Whitney George: Our physical trusts are unique products that were created after the global financial crisis (GFC) when people became concerned about counterparty risk. Clearly, that fear has been heightened by the Ukraine crisis and today it's a matter of not just-in-time inventory, but just-in-case inventory. The world did wake up. We were fortunate in our timing. We didn't know that the world would wake up and understand the cost of decarbonization and the benefits of nuclear power. We have been working on this transaction starting three and a half years ago. It just so happens that you look smart in your timing, but it's just good luck. Sprott Physical Uranium Trust holds physical barrels of yellow cake uranium stored in secure facilities around the world. We have created a vehicle that gives some transparency into the spot pricing of the uranium market. As demand continues to exceed annual production, we think there will be a repricing over the next few years as more nuclear power plants are built and the lives of existing plants are extended. For a business that's been considered a dirty business for the last 40 years, people are beginning to understand the benefits and safety of having a secure, constant power supply to offset the intermittent energy provided by renewables, like solar or wind.
Amber Kanwar: Why the need to physically hold uranium?

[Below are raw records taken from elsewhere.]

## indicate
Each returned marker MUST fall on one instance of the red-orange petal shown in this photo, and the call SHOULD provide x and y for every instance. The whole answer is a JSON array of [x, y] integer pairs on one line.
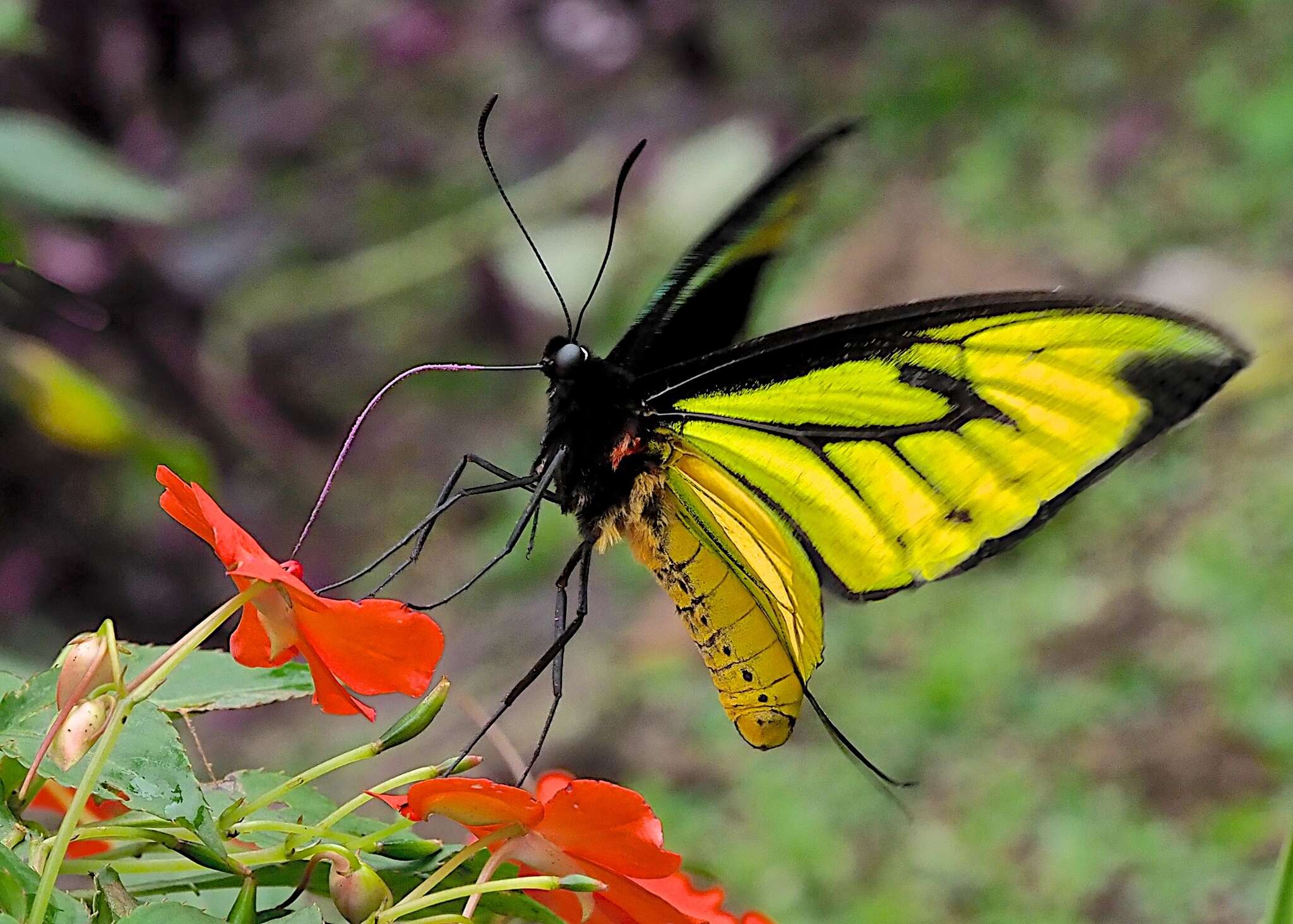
[[611, 826], [398, 803], [250, 643], [638, 904], [551, 783], [329, 693], [180, 502], [474, 803], [371, 645], [705, 905]]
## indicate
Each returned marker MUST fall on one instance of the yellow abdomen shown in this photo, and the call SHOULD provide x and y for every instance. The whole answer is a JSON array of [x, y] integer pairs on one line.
[[730, 624]]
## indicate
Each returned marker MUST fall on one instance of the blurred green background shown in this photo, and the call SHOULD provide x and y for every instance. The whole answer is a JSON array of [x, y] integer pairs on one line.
[[273, 207]]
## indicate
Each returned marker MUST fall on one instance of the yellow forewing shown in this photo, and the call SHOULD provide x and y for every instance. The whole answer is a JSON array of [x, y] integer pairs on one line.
[[863, 393], [899, 465]]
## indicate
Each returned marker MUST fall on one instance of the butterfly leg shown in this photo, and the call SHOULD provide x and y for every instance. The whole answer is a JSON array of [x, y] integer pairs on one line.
[[541, 489], [559, 626], [443, 503], [583, 556]]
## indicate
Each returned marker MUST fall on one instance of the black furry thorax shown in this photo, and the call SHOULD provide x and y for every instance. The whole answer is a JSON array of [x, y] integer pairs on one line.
[[598, 415]]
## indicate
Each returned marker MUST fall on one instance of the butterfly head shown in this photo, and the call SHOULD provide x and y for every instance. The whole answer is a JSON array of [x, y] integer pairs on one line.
[[563, 358]]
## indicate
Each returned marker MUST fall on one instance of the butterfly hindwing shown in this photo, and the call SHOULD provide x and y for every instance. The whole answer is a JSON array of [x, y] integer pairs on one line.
[[745, 588], [909, 444], [704, 303]]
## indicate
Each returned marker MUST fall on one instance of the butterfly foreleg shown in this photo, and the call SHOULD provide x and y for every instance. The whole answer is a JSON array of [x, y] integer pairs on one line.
[[445, 500], [583, 556], [559, 627], [540, 486]]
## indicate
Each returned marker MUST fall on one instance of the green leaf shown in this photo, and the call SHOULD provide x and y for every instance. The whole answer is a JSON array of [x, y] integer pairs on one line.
[[112, 900], [65, 402], [17, 29], [8, 825], [169, 913], [47, 163], [213, 680], [1282, 893], [18, 884], [311, 915], [149, 767]]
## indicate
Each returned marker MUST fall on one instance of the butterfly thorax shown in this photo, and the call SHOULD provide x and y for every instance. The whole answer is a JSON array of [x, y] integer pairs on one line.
[[612, 466]]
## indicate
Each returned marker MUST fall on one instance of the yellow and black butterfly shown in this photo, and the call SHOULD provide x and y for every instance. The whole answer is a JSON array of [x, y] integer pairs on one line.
[[866, 454]]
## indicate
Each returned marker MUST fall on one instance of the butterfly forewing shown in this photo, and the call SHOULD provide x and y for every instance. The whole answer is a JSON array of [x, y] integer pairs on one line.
[[909, 444]]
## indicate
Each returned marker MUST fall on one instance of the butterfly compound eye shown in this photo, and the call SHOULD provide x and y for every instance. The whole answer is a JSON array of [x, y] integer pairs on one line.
[[568, 360]]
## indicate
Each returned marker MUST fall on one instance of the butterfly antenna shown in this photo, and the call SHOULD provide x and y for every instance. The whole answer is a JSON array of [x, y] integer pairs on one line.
[[498, 185], [367, 409], [611, 238]]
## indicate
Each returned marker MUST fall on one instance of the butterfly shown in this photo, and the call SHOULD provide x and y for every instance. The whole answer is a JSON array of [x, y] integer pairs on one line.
[[863, 455]]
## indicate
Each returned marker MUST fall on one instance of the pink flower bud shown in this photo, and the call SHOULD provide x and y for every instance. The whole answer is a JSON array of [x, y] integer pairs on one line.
[[87, 658], [86, 723], [357, 893]]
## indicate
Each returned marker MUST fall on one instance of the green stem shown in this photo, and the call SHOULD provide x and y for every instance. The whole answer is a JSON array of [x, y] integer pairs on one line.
[[143, 689], [146, 684], [276, 794], [458, 860], [546, 883], [370, 841], [291, 827], [414, 776], [114, 657], [90, 779]]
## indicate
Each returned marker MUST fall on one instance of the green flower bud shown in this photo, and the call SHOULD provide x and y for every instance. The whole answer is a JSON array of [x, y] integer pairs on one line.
[[357, 893], [415, 720], [577, 883], [86, 667], [86, 723]]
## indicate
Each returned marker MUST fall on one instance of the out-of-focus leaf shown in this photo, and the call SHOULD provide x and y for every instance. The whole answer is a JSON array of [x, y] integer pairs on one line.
[[148, 767], [18, 883], [1282, 892], [63, 401], [169, 913], [112, 900], [704, 176], [53, 167], [11, 238], [213, 680]]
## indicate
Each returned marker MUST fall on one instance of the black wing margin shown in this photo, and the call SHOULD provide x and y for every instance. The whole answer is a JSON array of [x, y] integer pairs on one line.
[[704, 303]]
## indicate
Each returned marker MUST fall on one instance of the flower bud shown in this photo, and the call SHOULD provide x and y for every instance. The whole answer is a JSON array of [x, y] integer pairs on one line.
[[86, 666], [357, 893], [86, 723], [415, 721]]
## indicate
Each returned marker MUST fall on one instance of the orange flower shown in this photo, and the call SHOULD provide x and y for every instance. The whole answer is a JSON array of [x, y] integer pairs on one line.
[[704, 905], [578, 826], [370, 645], [56, 798]]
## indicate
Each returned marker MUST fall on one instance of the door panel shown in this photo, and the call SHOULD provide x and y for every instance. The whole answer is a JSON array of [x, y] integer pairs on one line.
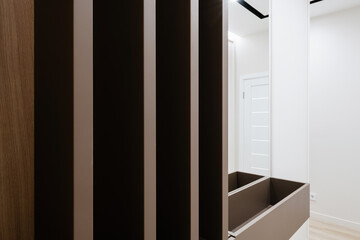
[[256, 126], [16, 119]]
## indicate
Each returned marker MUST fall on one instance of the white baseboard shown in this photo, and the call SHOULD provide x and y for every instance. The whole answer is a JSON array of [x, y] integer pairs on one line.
[[336, 221]]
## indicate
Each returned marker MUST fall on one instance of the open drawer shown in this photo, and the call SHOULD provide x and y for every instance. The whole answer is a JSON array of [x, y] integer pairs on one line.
[[241, 179], [268, 208]]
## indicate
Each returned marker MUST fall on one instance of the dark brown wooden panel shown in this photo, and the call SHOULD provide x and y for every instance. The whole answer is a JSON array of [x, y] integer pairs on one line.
[[16, 119], [118, 120], [211, 119], [54, 120], [173, 92]]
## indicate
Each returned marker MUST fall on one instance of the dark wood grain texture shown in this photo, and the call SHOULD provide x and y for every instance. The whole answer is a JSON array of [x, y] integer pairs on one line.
[[173, 115], [211, 119], [118, 119], [54, 120], [16, 119]]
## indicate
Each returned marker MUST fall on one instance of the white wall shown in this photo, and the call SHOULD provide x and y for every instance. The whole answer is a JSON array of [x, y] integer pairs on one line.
[[289, 76], [253, 53], [334, 93]]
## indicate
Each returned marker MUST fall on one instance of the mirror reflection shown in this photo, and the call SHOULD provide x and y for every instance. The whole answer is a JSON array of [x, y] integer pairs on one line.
[[249, 87]]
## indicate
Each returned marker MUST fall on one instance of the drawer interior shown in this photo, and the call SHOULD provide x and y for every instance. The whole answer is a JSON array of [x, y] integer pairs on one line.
[[240, 179]]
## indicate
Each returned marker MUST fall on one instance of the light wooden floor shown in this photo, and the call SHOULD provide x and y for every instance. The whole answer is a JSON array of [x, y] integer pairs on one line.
[[323, 231]]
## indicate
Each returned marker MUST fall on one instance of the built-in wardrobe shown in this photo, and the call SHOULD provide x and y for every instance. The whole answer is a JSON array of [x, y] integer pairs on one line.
[[114, 122]]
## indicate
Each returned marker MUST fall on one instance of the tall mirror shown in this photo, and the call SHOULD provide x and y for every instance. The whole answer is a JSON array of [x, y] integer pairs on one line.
[[249, 87]]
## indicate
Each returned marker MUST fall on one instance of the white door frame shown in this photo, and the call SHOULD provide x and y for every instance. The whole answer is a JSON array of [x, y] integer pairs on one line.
[[240, 116]]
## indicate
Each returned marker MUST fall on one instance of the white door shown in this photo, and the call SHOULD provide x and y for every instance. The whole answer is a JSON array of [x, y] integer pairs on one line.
[[256, 131]]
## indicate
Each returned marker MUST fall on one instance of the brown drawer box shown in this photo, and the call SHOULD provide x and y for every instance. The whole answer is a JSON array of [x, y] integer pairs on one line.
[[240, 179], [268, 208]]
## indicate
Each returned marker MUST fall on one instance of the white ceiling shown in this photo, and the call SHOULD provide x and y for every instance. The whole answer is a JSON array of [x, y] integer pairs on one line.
[[242, 22], [330, 6]]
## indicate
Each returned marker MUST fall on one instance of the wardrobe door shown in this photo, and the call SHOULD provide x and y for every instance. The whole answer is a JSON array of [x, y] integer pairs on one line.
[[177, 119], [54, 131], [17, 119], [124, 119], [213, 119]]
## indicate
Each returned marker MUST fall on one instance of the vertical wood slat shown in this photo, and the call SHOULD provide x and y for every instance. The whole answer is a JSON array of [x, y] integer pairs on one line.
[[16, 119], [225, 114], [118, 119], [194, 115], [54, 119], [213, 169], [177, 119], [149, 119], [83, 120]]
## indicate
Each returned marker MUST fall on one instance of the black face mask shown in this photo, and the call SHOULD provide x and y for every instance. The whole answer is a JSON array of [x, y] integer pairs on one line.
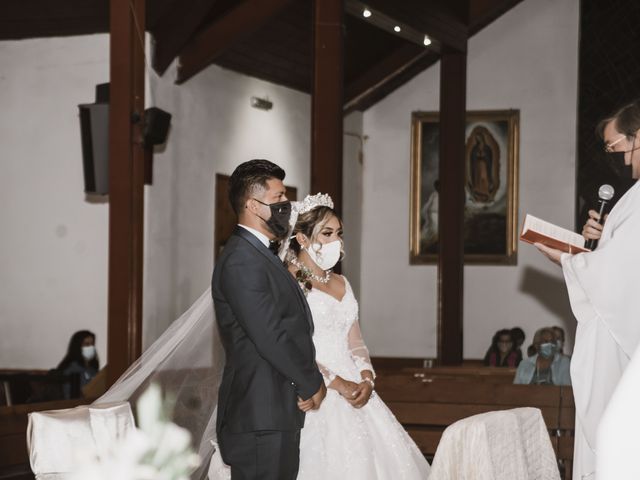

I get gold, as it's a store of value, it's a precious metal, but uranium is productive. You have to use uranium, so why would an investor want to hold it versus owning Cameco or something that is putting uranium to work and benefiting from that extra upside?
Whitney George: It's a physical commodity that we believe is mispriced with the new long-term fundamentals. As the market evolves and new uranium mines need to be built, we think price discovery will make it a good investment. We do offer uranium ETFs, both senior and junior, that own companies like Cameco. Our physical uranium trust is just one way to play uranium, the same way we offer investors gold in its physical form or through mining equities, both passively and actively managed.
Amber Kanwar: This is part of your energy transition ETF suite, the uranium miners. You also have lithium, which has recently been the hot hand, especially as OEMs (original equipment manufacturers) and major car manufacturers look to secure their own lithium supply. How do you see that playing out?
Whitney George: Again, it's part of the new narrative. From just in time, to just in case, and the quantities of lithium, cobalt, nickel, copper, all those basic materials will be strained as we try to achieve the goals the world has set for decarbonization. There isn't enough supply and it's often located in unfriendly jurisdictions. We consider these materials to be essential to accomplishing the goals we have laid out for Sprott for the next 20 years.
Amber Kanwar: Whitney, thank you for joining us with this perspective.